Как ужасно, что он так быстро ее покинул. Служебные дела для мужчин всегда стоят на первом месте. Впрочем, если бы она желала задержать его подольше, не стоило рассказывать о планах маркиза. Только это было бы непорядочно. В таком случае Мэри исполнила бы повеление маркиза и сама выступила бы в роли агента, действующего против России…
В своем постыдном участии в делах маркиза она даже постеснялась признаться. Она ведь пришла к Алексею по велению собственного сердца, а вовсе не с целью отвлечь его внимание от побега Транкомба…
Господи, надо перестать копаться в собственной душе, иначе она уподобится нервным и истеричным героиням Достоевского.

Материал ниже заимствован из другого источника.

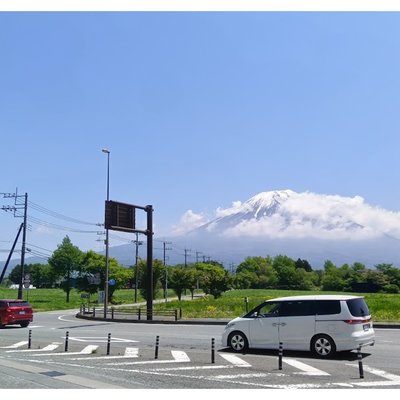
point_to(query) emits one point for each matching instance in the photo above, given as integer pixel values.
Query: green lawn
(383, 307)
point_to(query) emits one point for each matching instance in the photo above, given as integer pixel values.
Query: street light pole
(106, 151)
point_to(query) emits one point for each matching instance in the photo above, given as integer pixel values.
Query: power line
(57, 215)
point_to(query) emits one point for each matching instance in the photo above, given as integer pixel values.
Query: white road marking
(178, 357)
(130, 352)
(305, 368)
(87, 350)
(15, 345)
(235, 360)
(50, 347)
(100, 339)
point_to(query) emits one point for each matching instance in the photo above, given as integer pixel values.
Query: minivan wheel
(323, 346)
(238, 342)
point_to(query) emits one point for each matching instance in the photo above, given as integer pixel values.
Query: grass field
(383, 307)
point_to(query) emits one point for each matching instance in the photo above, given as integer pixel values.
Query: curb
(380, 325)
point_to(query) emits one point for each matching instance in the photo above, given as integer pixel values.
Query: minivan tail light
(356, 321)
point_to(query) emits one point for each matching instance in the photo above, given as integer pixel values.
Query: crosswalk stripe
(50, 347)
(15, 345)
(305, 368)
(130, 352)
(87, 350)
(233, 359)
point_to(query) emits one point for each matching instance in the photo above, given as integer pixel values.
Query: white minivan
(322, 324)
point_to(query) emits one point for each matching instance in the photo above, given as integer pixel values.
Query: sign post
(122, 217)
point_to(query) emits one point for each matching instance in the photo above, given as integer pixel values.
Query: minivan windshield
(358, 307)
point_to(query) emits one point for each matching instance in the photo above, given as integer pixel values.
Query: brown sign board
(119, 216)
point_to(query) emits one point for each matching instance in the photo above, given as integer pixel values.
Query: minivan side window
(297, 308)
(358, 307)
(328, 307)
(269, 310)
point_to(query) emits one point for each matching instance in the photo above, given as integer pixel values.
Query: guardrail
(132, 314)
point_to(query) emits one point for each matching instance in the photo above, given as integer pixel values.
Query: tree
(256, 273)
(158, 273)
(304, 264)
(42, 275)
(179, 279)
(64, 261)
(94, 265)
(214, 279)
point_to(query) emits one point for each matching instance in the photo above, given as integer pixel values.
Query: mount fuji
(314, 227)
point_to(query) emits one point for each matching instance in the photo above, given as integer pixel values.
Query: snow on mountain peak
(270, 199)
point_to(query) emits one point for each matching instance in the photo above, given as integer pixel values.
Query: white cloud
(322, 216)
(304, 215)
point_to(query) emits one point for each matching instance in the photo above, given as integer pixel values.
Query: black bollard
(66, 341)
(157, 344)
(360, 366)
(280, 355)
(108, 344)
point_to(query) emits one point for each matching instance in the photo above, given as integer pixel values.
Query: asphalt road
(105, 355)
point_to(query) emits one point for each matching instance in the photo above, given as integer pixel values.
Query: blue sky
(198, 110)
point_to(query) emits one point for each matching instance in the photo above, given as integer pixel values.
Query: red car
(15, 312)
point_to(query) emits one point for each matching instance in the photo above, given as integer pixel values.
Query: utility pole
(186, 254)
(165, 268)
(19, 206)
(197, 261)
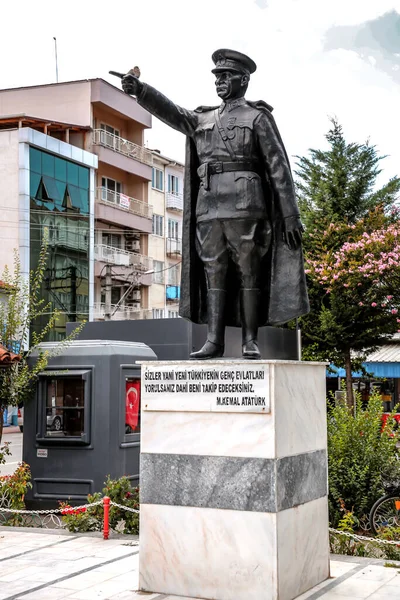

Если отвлечься от всех надрывных эмоций и подвести итог случившемуся, можно сделать такие выводы — Мэри сошлась с человеком, которого любит, и он назвал ее своей женщиной и пообещал к ней вернуться, что само по себе счастье; она не только не помогла ненавистному маркизу в его планах, но раскрыла их перед политическим противником Транкомба… неизвестно, можно ли это расценить как предательство интересов Британии и королевы?
Наверное, королева понятия не имеет, какими методами действует ее посланец, иначе направила бы сюда более достойного человека. А Мэри вправе его наказать за все обиды, которые он ей нанес, причем нанес совершенно сознательно.
Теперь остался лишь один вопрос, вызывающий тревогу, — судьба ее брата. Но, пока маркиз пребывает далеко от Лондона, ему сложно вредить бедному Эрни, зато у Мэри появился шанс побороться и за себя, и за брата.
И теперь, когда она уже не так одинока и беззащитна, как прежде, шансы на победу в этой борьбе возрастают.
Мэри перестала плакать, встала с постели, отыскала брошенный на пол пеньюар (похоже, Алексею он совсем не понравился!) и тихо выскользнула в коридор. Надо вернуться в собственный номер и хоть немного поспать, чтобы улеглось бушующее смятение чувств.
Ей показалось, что за ней кто-то следит, но вроде бы в коридоре никого не было…
Алексей очень быстро выяснил довольно неприятные вещи — Степан, обещавший присматривать за входом в гостиницу, безмятежно спал, а англичанин вместе со своим лакеем успел удрать… И ведь если бы не Мэри, предупредившая графа, он не спохватился бы до самого утра!
Впрочем, по словам портье, отбыли в дорогу англичане совсем недавно, и шанс догнать их имелся. Все равно они не позволили бы Алексею скакать за собой след в след, если бы он даже подкараулил их на ступенях крыльца.
— Батюшка барин, — каялся Степан, — простите Христа ради, виноват, не досмотрел! И сам не заметил, как сморило… А англичане, аспиды, тут возьми и пустись в бега. А мне-то, старому дурню, и невдомек. Хоть бейте, хоть режьте, моя вина, и все тут!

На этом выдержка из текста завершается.